“Music is part of being human.” 
― Oliver W. Sacks, Musicophilia: Tales of Music and the Brain

What is your first memory of music? Last week, I was sitting in a session with one of our Woodlands residents, and I asked her this question. She relayed to me a story of when she was about three years old. It was Christmas Eve, and her father, who was quite poor, had bought a record to play on the record player. He sat her on his lap as they listened to this record. It was the 2nd movement of Beethoven’s Ninth Symphony. This piece of music came back into her life after she was married. Her husband helped produce a well-known TV show that featured this piece. Another resident told me when she was young, she would sit outside the bathroom listening to her father singing in the shower. “Let Me Call You Sweetheart” was his song of choice. We begin our sessions singing this song, and every time, I watch her face brighten as we sing.

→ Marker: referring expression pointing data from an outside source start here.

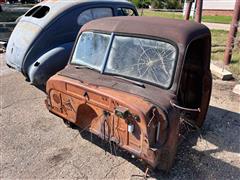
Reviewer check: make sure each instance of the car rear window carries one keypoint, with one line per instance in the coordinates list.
(33, 10)
(38, 12)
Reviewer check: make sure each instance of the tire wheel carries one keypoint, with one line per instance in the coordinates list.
(70, 124)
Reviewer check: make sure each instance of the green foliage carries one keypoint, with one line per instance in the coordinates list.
(141, 3)
(166, 4)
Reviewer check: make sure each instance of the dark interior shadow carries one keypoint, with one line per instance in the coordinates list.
(221, 128)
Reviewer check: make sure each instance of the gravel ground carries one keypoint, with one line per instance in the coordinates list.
(35, 144)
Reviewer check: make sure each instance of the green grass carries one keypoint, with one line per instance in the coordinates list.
(219, 38)
(178, 15)
(9, 16)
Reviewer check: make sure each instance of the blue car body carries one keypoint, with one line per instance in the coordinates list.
(41, 42)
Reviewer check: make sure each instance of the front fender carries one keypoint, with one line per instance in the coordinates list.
(49, 64)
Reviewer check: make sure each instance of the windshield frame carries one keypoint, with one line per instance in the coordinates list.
(108, 50)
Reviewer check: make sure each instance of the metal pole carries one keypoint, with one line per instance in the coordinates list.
(232, 34)
(188, 10)
(198, 17)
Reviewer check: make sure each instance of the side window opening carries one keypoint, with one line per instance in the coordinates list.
(94, 13)
(32, 11)
(40, 13)
(125, 12)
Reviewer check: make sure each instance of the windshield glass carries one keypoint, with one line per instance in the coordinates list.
(132, 57)
(143, 59)
(91, 49)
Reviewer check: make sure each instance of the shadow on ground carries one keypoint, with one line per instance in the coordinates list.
(220, 131)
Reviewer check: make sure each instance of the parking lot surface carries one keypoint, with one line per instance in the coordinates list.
(35, 144)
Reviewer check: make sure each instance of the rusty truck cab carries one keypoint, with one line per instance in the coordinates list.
(136, 86)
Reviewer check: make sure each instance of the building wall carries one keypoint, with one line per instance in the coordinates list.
(218, 4)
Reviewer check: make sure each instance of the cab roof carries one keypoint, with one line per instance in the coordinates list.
(62, 5)
(178, 31)
(57, 8)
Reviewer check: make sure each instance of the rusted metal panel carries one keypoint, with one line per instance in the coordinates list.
(232, 34)
(141, 117)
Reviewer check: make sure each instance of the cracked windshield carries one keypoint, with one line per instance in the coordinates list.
(144, 59)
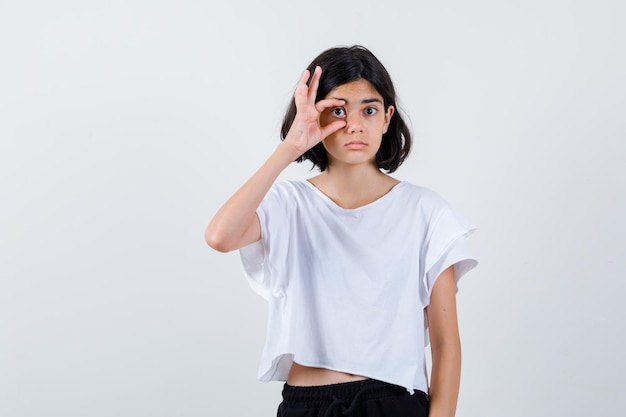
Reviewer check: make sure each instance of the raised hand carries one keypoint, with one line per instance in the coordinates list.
(306, 130)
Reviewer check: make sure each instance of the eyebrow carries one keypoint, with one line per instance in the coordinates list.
(364, 101)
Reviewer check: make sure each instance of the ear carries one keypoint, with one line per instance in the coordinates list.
(388, 115)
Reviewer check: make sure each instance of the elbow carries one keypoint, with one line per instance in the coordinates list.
(217, 241)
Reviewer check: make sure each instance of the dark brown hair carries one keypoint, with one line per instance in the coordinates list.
(342, 65)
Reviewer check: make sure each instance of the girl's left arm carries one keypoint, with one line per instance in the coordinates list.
(445, 346)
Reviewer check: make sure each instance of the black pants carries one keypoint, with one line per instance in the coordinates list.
(367, 398)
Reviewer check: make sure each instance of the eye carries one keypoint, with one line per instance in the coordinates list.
(370, 111)
(338, 112)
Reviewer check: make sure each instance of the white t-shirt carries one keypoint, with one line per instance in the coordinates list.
(347, 288)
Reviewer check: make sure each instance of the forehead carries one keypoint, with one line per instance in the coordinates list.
(358, 89)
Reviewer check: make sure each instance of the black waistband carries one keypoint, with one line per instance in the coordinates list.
(325, 394)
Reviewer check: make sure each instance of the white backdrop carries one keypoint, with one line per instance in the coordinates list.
(125, 124)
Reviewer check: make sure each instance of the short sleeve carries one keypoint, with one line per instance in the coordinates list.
(253, 265)
(447, 245)
(272, 214)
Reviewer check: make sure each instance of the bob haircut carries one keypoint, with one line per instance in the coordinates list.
(342, 65)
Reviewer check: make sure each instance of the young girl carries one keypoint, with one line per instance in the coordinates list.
(356, 265)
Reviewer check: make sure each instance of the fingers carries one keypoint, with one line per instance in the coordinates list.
(301, 94)
(315, 82)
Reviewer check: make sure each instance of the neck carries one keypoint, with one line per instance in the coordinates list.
(353, 186)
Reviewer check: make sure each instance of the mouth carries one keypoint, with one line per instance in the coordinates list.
(355, 144)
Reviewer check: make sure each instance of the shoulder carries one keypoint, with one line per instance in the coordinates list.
(289, 187)
(421, 195)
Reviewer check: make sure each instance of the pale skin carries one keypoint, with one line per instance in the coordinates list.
(350, 121)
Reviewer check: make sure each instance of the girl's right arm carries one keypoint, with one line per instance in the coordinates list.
(236, 224)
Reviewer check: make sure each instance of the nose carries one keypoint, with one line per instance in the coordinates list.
(354, 124)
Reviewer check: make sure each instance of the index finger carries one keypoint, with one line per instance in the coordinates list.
(315, 82)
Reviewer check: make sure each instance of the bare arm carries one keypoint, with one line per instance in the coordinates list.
(236, 223)
(445, 346)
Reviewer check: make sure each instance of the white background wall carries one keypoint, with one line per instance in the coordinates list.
(125, 124)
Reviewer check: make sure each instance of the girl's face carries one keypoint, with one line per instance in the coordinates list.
(366, 121)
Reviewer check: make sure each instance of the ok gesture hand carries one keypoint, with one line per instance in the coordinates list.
(306, 130)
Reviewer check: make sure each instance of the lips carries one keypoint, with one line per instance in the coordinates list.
(356, 144)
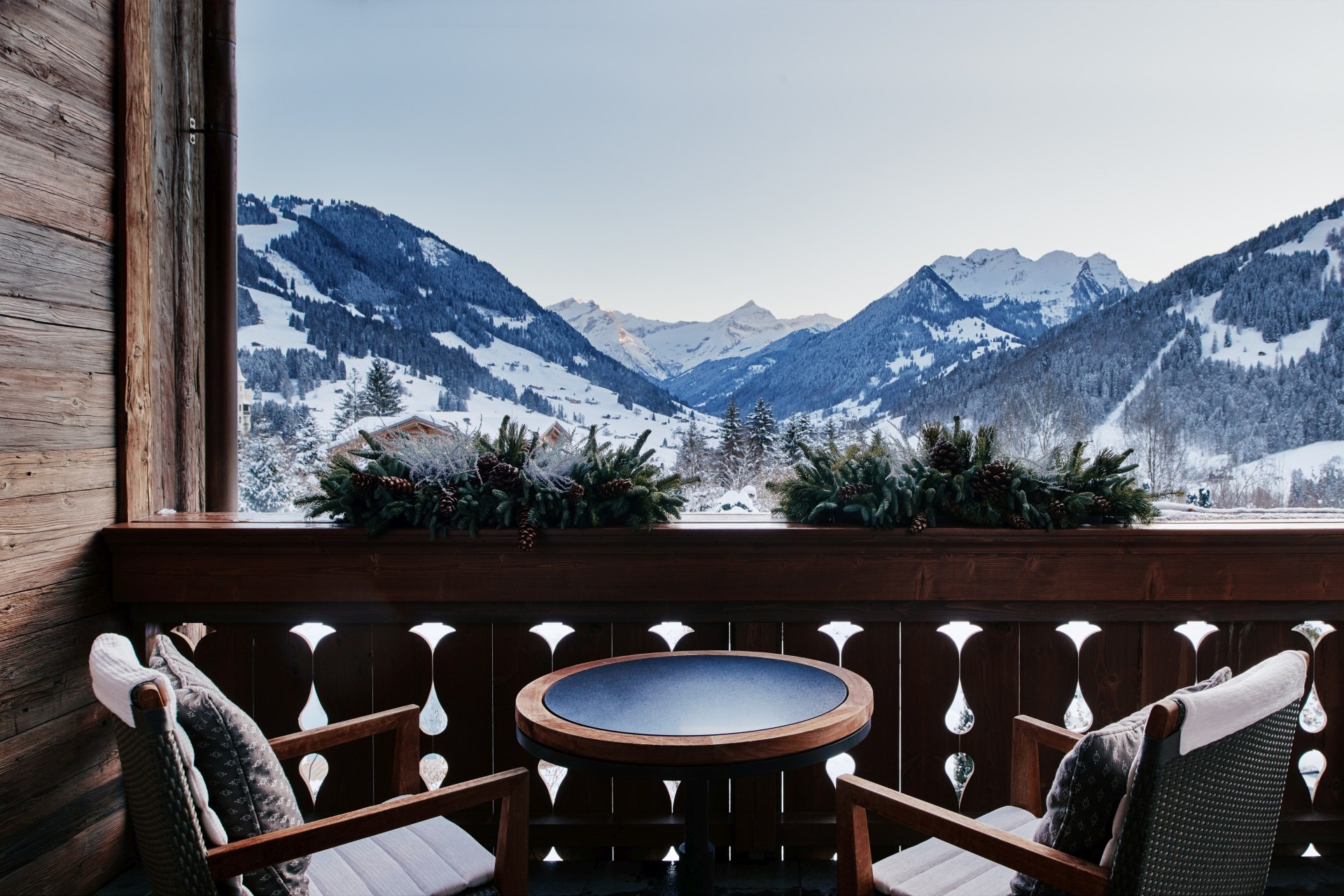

Music is a part of the human experience. We use music to learn our ABC’s, to celebrate birthdays, to process during weddings and graduations, to get our children to sleep, among other things. It can make us smile, make us cry, reminisce, experience nostalgia, and allows us to experience the beauty of life in a different way. Music therapy gives residents the opportunity to access these musical memories. We have the privilege to sit, listen, ask questions, sing, reminisce, and for us to get a glimpse into how music was integrated in their lives.